Owners with low-downpayment mortgages—particularly FHA and VA loans—are most vulnerable to price declines. These government-backed loans were popular among first-time and modest-income buyers during the boom, many of whom are now facing growing financial pressure.
According to ICE, FHA and VA borrowers account for nearly 75% of all underwater loans and virtually all of the increase in delinquencies over the past year.
Not 2008—But Still a Concern
Unlike the lead-up to the Great Recession, today’s homeowners are typically more creditworthy, and lending standards have remained tight. That makes a wave of foreclosures unlikely. Still, being underwater limits mobility—trapping owners who might otherwise sell or refinance.
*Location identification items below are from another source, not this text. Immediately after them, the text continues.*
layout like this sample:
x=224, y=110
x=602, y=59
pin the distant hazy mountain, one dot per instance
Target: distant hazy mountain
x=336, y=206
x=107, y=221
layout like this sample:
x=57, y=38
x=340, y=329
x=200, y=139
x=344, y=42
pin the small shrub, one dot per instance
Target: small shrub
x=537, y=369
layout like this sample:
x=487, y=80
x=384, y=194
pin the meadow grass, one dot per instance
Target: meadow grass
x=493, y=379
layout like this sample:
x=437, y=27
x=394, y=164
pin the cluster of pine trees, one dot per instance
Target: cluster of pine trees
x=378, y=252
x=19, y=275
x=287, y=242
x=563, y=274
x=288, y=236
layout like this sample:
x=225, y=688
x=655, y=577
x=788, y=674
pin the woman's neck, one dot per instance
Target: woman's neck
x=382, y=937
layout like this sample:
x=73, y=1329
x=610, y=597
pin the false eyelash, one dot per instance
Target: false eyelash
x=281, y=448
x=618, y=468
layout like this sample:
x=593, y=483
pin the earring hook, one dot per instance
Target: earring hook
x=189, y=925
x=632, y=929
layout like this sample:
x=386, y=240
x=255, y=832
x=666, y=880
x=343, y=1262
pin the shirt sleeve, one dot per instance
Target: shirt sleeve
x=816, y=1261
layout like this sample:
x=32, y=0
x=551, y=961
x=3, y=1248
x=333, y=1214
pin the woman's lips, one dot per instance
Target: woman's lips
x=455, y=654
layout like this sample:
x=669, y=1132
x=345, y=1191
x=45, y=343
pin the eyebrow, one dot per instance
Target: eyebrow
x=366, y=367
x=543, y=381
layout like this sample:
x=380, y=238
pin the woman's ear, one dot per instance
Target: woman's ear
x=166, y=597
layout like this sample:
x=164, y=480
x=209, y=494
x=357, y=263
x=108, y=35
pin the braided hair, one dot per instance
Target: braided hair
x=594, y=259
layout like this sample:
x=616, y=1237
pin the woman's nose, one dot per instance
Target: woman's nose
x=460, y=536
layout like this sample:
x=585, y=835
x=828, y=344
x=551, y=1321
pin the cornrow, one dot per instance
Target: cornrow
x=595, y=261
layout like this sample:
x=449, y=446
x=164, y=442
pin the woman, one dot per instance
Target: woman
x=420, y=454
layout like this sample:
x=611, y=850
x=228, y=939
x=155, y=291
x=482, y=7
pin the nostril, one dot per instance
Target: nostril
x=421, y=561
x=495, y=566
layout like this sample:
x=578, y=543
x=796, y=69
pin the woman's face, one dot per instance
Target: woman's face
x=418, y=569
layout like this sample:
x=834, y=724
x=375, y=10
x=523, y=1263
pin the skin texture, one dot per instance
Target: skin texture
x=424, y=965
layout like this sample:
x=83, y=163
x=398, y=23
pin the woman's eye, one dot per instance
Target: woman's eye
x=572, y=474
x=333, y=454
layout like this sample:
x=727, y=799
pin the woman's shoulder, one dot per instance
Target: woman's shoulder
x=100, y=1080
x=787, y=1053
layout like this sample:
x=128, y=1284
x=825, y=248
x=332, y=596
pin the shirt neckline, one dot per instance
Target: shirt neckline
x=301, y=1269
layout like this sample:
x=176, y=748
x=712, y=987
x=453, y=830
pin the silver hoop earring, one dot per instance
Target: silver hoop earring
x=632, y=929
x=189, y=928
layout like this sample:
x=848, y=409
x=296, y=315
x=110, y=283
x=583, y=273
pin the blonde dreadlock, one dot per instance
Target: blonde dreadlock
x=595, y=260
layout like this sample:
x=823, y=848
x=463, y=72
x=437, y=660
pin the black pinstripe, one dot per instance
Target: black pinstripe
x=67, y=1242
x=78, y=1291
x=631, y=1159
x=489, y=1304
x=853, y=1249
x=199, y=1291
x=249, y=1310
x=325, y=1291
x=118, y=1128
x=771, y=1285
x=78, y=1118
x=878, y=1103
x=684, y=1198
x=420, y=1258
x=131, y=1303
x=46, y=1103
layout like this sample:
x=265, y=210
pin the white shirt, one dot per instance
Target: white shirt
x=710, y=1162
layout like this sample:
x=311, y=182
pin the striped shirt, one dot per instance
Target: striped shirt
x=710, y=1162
Most underwater homeowners won’t feel financial pain if they stay put and keep making payments. But if prices slide further or unemployment ticks up, the financial strain could deepen.
What’s Next?
Redfin economist Chen Zhao forecasts a slight 1% national home price decline by year’s end, with further underwater cases likely. However, strong equity cushions built from pandemic-era down payments and tighter lending standards are expected to prevent broader fallout.
For now, the underwater trend is a warning sign—not a crisis. But for newer buyers in vulnerable markets, it underscores the importance of timing, equity, and affordability in housing decisions.